Lake é o único app desse tipo que compartilha os lucros diretamente com os artistas

Para encontrar artistas, Lotrič usou o Instagram. “Queríamos encontrar pessoas capazes de criar desenhos lindos, mas que não fossem necessariamente artistas em tempo integral”.

Maja Säfström, da Suécia, foi uma das primeiras artistas do Lake e também é uma das maiores fãs do app. “É uma ideia muito legal, foi uma honra poder participar desde o início”, conta ela. “Aprendi muito sobre como desenhar para deixar a experiência de colorir ainda melhor”.

O app disponibiliza novos pacotes dos artistas a cada duas semanas. Você pode assinar ou comprá‑los separadamente.

Aqui, conversamos com três artistas que transformaram suas carreiras com o trabalho no Lake.

O desenhista surreal

Walid Rusdianto, da Indonésia, passou a ser artista profissional graças ao Lake

Walid “Embe” Rusdianto é estudante de design de comunicação visual na Indonésia. “Trabalhar com a equipe do Lake mudou a minha vida”, conta ele. “Antes, eu só fazia ilustrações para mim mesmo”.

Imaginary Friends, o livro de colorir de Rusdianto, traz cenas surreais de pessoas, criaturas e objetos flutuando no espaço.

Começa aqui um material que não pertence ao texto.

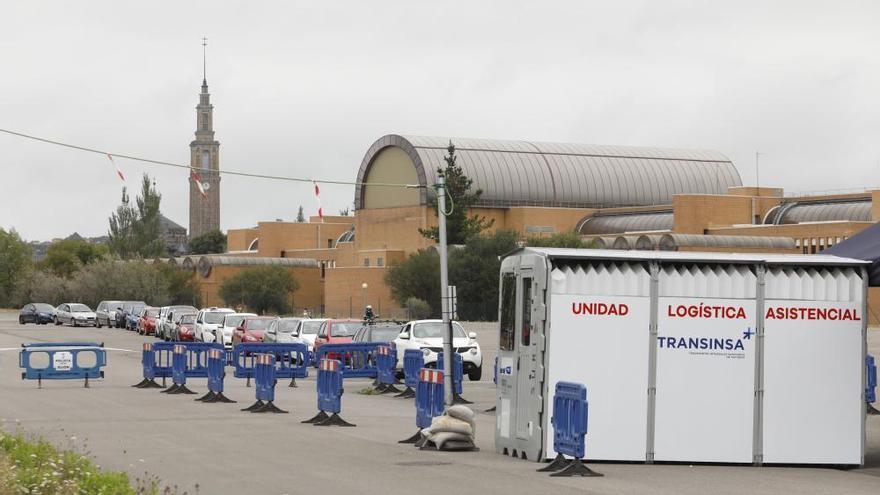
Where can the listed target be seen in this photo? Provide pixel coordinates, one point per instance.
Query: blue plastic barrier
(330, 379)
(457, 376)
(358, 360)
(216, 374)
(264, 382)
(570, 413)
(291, 360)
(429, 401)
(62, 361)
(148, 362)
(871, 383)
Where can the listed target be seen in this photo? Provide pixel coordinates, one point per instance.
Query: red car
(147, 321)
(336, 332)
(251, 329)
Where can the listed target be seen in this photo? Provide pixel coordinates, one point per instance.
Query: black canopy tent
(863, 246)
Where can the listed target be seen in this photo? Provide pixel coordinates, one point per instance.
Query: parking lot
(216, 448)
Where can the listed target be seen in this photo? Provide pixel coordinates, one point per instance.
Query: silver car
(75, 314)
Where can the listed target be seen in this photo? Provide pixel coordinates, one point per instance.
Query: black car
(39, 313)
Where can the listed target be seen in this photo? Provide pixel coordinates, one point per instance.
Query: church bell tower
(204, 181)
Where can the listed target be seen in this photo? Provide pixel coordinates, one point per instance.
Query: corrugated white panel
(621, 279)
(811, 284)
(708, 281)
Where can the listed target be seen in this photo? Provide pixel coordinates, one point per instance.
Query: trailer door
(525, 358)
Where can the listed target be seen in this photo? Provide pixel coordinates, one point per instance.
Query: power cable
(200, 169)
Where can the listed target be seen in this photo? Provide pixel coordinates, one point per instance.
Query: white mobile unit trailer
(687, 357)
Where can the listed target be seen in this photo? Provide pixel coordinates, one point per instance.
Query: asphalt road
(217, 449)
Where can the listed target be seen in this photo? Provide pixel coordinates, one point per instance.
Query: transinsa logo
(720, 346)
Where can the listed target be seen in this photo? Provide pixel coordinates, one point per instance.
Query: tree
(122, 241)
(65, 257)
(15, 262)
(417, 277)
(148, 228)
(474, 271)
(459, 200)
(212, 241)
(261, 289)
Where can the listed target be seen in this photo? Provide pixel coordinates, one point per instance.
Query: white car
(209, 320)
(223, 333)
(75, 314)
(308, 331)
(427, 336)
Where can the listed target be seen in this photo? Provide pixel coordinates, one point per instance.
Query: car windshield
(214, 317)
(232, 321)
(344, 329)
(434, 330)
(310, 328)
(258, 323)
(288, 326)
(384, 334)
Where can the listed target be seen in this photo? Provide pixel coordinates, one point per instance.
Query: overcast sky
(303, 89)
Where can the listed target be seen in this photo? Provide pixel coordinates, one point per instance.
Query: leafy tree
(64, 258)
(15, 262)
(212, 241)
(563, 239)
(417, 277)
(474, 271)
(262, 289)
(459, 200)
(148, 228)
(122, 241)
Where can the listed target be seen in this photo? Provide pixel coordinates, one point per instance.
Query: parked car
(427, 336)
(223, 333)
(126, 309)
(251, 329)
(39, 313)
(308, 331)
(384, 332)
(105, 313)
(283, 330)
(207, 321)
(183, 330)
(75, 314)
(336, 332)
(147, 321)
(164, 323)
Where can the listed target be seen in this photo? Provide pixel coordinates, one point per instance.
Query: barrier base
(577, 468)
(181, 389)
(269, 407)
(558, 463)
(409, 393)
(219, 397)
(413, 439)
(255, 405)
(147, 383)
(334, 420)
(321, 416)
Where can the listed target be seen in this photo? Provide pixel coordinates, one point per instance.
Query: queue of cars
(225, 325)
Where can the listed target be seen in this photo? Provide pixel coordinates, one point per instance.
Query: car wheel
(476, 374)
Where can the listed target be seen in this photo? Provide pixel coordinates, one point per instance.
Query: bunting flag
(118, 170)
(198, 180)
(318, 197)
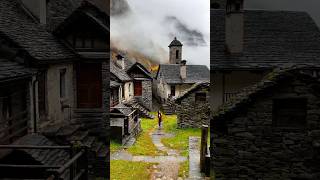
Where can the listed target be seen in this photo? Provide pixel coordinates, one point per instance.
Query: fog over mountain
(310, 6)
(148, 26)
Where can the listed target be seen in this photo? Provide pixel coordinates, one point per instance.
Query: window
(137, 88)
(173, 91)
(238, 6)
(289, 112)
(215, 6)
(63, 83)
(200, 98)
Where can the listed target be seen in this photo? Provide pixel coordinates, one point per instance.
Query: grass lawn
(127, 170)
(181, 140)
(114, 146)
(144, 145)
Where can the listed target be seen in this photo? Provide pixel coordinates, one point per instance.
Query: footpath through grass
(180, 141)
(128, 170)
(143, 144)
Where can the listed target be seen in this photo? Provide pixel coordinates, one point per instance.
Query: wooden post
(203, 148)
(72, 153)
(86, 163)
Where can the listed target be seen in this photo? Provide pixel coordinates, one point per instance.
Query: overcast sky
(310, 6)
(154, 23)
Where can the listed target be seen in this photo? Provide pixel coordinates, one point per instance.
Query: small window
(200, 98)
(173, 91)
(63, 83)
(215, 6)
(238, 7)
(137, 88)
(290, 113)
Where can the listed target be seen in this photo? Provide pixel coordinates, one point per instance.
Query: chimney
(234, 26)
(37, 9)
(120, 61)
(183, 70)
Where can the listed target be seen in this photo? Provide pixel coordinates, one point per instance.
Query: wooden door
(89, 85)
(137, 88)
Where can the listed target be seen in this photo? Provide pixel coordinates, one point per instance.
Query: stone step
(78, 136)
(89, 140)
(96, 146)
(103, 152)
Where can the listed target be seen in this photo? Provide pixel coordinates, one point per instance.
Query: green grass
(127, 170)
(180, 141)
(144, 145)
(184, 169)
(114, 146)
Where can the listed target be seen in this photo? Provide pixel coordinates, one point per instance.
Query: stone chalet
(66, 100)
(270, 130)
(176, 77)
(248, 44)
(192, 107)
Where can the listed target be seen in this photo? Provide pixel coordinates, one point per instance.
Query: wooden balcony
(14, 127)
(228, 96)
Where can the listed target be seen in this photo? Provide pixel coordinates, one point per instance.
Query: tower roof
(175, 42)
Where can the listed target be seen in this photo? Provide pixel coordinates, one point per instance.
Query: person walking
(159, 119)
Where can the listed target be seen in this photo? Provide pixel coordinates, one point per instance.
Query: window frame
(275, 113)
(62, 83)
(196, 98)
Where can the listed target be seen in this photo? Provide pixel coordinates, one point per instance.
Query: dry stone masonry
(253, 139)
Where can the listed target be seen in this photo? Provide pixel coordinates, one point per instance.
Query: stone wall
(192, 114)
(146, 97)
(253, 148)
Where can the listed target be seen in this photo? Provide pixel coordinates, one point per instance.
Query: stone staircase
(144, 112)
(86, 128)
(168, 108)
(91, 120)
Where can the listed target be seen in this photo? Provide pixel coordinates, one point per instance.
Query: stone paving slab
(194, 158)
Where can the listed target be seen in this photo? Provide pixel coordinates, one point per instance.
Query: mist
(148, 26)
(310, 6)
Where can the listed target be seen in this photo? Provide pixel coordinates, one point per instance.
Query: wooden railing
(77, 165)
(229, 96)
(204, 151)
(14, 127)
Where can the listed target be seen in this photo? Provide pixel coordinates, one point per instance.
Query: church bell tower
(175, 52)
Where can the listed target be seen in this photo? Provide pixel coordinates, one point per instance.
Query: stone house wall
(55, 111)
(147, 93)
(191, 114)
(146, 97)
(253, 148)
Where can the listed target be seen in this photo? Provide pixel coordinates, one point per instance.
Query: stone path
(167, 167)
(194, 158)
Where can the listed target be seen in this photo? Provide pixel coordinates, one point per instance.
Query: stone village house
(124, 119)
(248, 44)
(270, 130)
(67, 100)
(173, 79)
(192, 107)
(176, 77)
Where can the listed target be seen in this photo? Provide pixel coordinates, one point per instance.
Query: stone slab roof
(195, 74)
(125, 110)
(114, 84)
(271, 39)
(192, 89)
(32, 37)
(59, 10)
(10, 70)
(121, 74)
(249, 94)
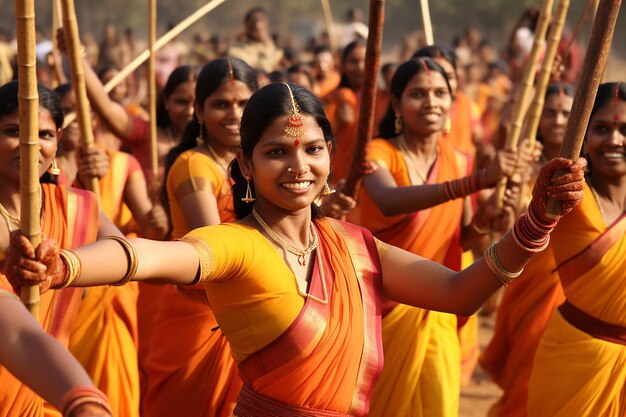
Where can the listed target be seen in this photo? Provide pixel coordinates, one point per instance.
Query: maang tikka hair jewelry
(54, 168)
(295, 123)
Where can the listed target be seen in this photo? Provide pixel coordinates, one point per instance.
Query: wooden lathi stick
(590, 75)
(519, 110)
(428, 25)
(554, 37)
(152, 93)
(330, 27)
(28, 102)
(587, 12)
(83, 113)
(368, 98)
(162, 41)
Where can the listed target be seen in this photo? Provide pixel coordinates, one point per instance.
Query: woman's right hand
(26, 266)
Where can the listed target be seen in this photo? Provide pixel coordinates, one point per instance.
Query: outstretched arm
(413, 280)
(37, 359)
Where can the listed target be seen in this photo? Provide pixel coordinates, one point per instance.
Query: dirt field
(477, 397)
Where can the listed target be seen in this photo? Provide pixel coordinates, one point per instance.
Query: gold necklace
(405, 150)
(301, 254)
(223, 164)
(9, 218)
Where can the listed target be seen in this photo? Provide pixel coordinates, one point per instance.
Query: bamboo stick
(152, 93)
(368, 98)
(330, 27)
(83, 113)
(525, 89)
(428, 26)
(554, 37)
(28, 102)
(162, 41)
(591, 73)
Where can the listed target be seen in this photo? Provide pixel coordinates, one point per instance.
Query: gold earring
(327, 190)
(398, 124)
(54, 168)
(248, 198)
(200, 138)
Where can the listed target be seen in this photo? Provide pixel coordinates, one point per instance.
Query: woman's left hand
(25, 266)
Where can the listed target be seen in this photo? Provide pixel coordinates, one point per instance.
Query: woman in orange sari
(342, 107)
(526, 307)
(40, 361)
(580, 365)
(400, 205)
(70, 216)
(187, 357)
(297, 295)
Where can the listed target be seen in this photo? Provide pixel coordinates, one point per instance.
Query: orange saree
(71, 217)
(326, 357)
(422, 359)
(104, 339)
(345, 134)
(580, 365)
(188, 356)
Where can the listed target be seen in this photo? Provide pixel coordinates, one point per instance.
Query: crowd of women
(239, 279)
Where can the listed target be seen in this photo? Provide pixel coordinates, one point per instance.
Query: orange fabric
(187, 356)
(328, 355)
(575, 373)
(328, 84)
(523, 316)
(461, 133)
(105, 338)
(422, 372)
(71, 218)
(345, 135)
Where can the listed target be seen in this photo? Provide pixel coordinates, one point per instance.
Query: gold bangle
(526, 248)
(477, 229)
(131, 257)
(73, 267)
(205, 257)
(493, 263)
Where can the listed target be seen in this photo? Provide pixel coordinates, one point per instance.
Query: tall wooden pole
(428, 25)
(162, 41)
(28, 102)
(554, 37)
(368, 97)
(83, 113)
(523, 93)
(152, 93)
(590, 75)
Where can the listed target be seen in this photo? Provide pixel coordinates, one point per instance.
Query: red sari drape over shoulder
(70, 216)
(328, 361)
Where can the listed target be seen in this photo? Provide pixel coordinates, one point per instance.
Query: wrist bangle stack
(131, 257)
(84, 395)
(531, 235)
(73, 267)
(493, 263)
(205, 258)
(479, 230)
(465, 186)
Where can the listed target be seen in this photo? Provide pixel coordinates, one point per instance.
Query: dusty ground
(477, 397)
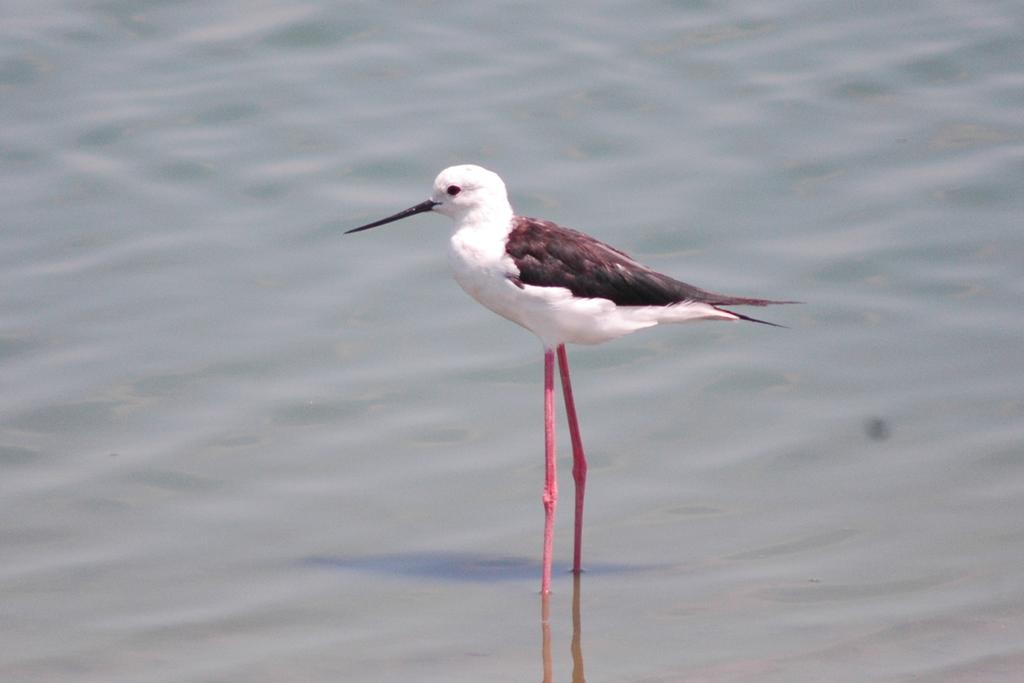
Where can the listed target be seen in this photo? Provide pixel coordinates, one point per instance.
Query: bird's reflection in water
(576, 648)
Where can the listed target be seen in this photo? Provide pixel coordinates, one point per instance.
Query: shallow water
(236, 445)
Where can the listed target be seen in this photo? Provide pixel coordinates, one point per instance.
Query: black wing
(549, 255)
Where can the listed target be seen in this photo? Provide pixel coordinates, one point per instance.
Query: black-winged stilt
(563, 286)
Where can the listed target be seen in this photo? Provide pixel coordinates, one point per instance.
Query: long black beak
(426, 205)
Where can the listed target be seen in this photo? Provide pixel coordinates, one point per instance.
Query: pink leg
(550, 497)
(579, 459)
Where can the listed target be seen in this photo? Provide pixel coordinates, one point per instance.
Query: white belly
(486, 272)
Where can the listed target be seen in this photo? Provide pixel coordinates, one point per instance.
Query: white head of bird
(469, 193)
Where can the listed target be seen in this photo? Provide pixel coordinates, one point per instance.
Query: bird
(563, 286)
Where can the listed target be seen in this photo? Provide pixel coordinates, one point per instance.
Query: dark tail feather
(755, 319)
(736, 301)
(725, 300)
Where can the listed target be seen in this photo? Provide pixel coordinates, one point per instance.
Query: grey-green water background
(236, 445)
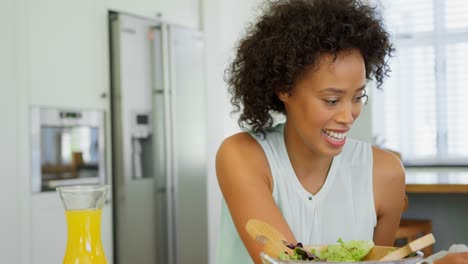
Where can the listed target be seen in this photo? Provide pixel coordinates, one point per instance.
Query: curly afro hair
(287, 40)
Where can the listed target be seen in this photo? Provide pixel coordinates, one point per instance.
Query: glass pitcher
(83, 210)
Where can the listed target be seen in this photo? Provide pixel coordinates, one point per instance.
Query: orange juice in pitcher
(83, 210)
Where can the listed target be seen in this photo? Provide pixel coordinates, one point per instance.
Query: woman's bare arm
(245, 181)
(389, 195)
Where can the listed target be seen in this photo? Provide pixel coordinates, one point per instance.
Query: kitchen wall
(54, 53)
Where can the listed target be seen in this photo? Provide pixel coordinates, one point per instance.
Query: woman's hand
(453, 258)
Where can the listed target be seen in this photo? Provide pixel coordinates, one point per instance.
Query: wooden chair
(411, 229)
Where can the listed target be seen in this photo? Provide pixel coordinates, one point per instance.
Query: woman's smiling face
(325, 102)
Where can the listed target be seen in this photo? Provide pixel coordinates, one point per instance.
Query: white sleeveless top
(343, 207)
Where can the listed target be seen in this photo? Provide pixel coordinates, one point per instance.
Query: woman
(310, 61)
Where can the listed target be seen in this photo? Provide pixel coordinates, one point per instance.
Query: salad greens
(351, 251)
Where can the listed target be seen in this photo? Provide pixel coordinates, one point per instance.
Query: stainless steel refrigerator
(158, 142)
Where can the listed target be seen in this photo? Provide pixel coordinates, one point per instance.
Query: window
(423, 110)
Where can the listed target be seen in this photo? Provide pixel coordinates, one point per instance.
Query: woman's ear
(283, 96)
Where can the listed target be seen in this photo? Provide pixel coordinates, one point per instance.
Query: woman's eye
(331, 101)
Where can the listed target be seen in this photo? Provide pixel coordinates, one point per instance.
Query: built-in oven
(67, 148)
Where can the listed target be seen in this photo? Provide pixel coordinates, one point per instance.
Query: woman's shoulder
(242, 150)
(387, 161)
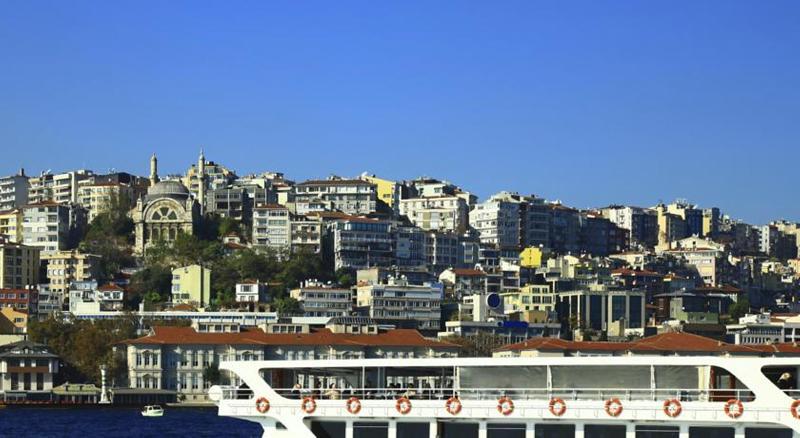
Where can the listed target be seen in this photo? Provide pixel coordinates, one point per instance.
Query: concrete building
(65, 267)
(357, 243)
(52, 226)
(11, 225)
(418, 306)
(191, 285)
(641, 223)
(442, 213)
(26, 372)
(350, 196)
(317, 299)
(96, 197)
(174, 357)
(251, 292)
(511, 222)
(166, 210)
(19, 265)
(598, 308)
(13, 191)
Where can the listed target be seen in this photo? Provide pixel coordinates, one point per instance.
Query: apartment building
(11, 225)
(65, 267)
(317, 299)
(19, 265)
(441, 213)
(350, 196)
(417, 306)
(51, 226)
(13, 191)
(61, 188)
(357, 243)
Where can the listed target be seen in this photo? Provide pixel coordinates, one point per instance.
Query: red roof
(677, 342)
(187, 335)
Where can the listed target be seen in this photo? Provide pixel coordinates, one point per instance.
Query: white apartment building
(272, 227)
(13, 191)
(351, 196)
(511, 222)
(441, 213)
(48, 225)
(61, 188)
(321, 300)
(399, 301)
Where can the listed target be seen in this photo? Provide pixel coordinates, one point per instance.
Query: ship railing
(629, 394)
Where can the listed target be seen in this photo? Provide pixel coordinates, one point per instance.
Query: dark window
(328, 429)
(505, 430)
(710, 432)
(555, 431)
(370, 430)
(413, 430)
(657, 432)
(767, 433)
(458, 430)
(597, 431)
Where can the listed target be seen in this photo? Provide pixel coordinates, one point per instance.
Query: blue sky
(590, 102)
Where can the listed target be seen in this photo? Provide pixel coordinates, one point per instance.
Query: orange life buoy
(734, 408)
(353, 405)
(403, 405)
(672, 408)
(308, 405)
(505, 405)
(453, 405)
(795, 409)
(557, 406)
(262, 405)
(613, 407)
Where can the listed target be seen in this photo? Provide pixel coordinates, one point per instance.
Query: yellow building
(19, 265)
(11, 225)
(191, 285)
(388, 191)
(532, 257)
(64, 267)
(530, 298)
(13, 321)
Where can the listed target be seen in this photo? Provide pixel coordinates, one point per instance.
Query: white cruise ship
(702, 396)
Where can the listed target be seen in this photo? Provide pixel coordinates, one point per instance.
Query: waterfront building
(174, 357)
(27, 370)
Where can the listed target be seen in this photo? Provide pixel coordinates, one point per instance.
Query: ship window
(711, 432)
(555, 431)
(328, 429)
(458, 430)
(649, 431)
(602, 431)
(413, 430)
(370, 430)
(494, 377)
(767, 433)
(505, 430)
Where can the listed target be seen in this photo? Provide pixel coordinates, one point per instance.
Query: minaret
(201, 179)
(153, 170)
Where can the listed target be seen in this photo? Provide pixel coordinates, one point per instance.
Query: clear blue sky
(590, 102)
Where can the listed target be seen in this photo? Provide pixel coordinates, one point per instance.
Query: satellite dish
(493, 300)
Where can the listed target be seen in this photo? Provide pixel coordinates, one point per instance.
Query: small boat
(152, 411)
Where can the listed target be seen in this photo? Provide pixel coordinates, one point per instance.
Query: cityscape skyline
(646, 102)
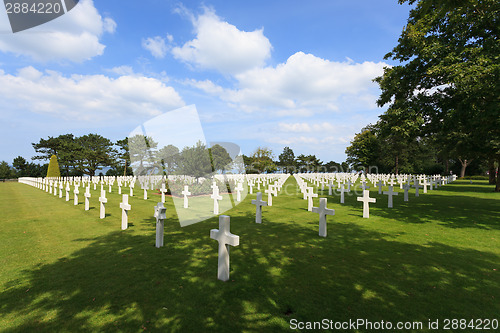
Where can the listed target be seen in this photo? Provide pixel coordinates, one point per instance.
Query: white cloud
(305, 127)
(222, 46)
(304, 84)
(73, 36)
(88, 98)
(122, 70)
(155, 45)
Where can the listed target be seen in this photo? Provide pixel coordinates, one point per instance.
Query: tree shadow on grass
(280, 271)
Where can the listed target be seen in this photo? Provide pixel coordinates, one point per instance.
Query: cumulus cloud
(304, 84)
(222, 46)
(155, 45)
(71, 37)
(89, 98)
(306, 127)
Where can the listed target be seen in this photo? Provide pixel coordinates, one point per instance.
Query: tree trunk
(464, 163)
(497, 187)
(492, 172)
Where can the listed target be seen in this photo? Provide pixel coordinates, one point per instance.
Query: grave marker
(102, 200)
(160, 215)
(186, 193)
(258, 203)
(125, 206)
(323, 211)
(390, 193)
(366, 200)
(87, 196)
(225, 238)
(216, 197)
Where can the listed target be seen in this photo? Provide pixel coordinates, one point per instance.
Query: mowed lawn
(65, 270)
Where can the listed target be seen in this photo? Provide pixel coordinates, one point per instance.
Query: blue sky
(261, 73)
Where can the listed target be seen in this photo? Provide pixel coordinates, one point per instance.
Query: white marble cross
(163, 190)
(342, 190)
(225, 238)
(125, 206)
(102, 200)
(132, 188)
(366, 200)
(160, 215)
(271, 189)
(406, 187)
(364, 186)
(391, 182)
(390, 193)
(425, 184)
(258, 203)
(310, 196)
(216, 197)
(75, 194)
(323, 211)
(416, 185)
(238, 189)
(380, 184)
(67, 191)
(330, 185)
(186, 193)
(87, 197)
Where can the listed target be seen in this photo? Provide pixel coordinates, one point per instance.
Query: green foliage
(195, 161)
(219, 158)
(287, 160)
(143, 155)
(308, 163)
(124, 155)
(95, 151)
(170, 158)
(261, 161)
(6, 172)
(364, 150)
(448, 76)
(53, 170)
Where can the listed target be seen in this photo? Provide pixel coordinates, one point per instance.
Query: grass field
(65, 270)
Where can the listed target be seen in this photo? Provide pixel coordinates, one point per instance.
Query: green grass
(65, 270)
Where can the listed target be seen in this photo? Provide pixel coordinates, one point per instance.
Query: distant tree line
(443, 97)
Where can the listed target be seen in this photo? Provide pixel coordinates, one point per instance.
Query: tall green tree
(220, 158)
(63, 146)
(123, 156)
(262, 160)
(143, 154)
(21, 166)
(169, 157)
(195, 161)
(308, 163)
(95, 152)
(450, 71)
(364, 150)
(287, 160)
(6, 172)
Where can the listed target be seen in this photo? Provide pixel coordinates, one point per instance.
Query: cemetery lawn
(65, 270)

“Na minha cidade, ‘arte’ não é considerada uma boa profissão”, explica Rusdianto. “Quando eu era criança, gostava muito dos desenhos animados que via na TV, então comecei a desenhá‑los, tanto nos meus cadernos quanto nas paredes de casa. Meus pais brigaram comigo e me disseram para parar de desenhar, mas eu nunca parei”.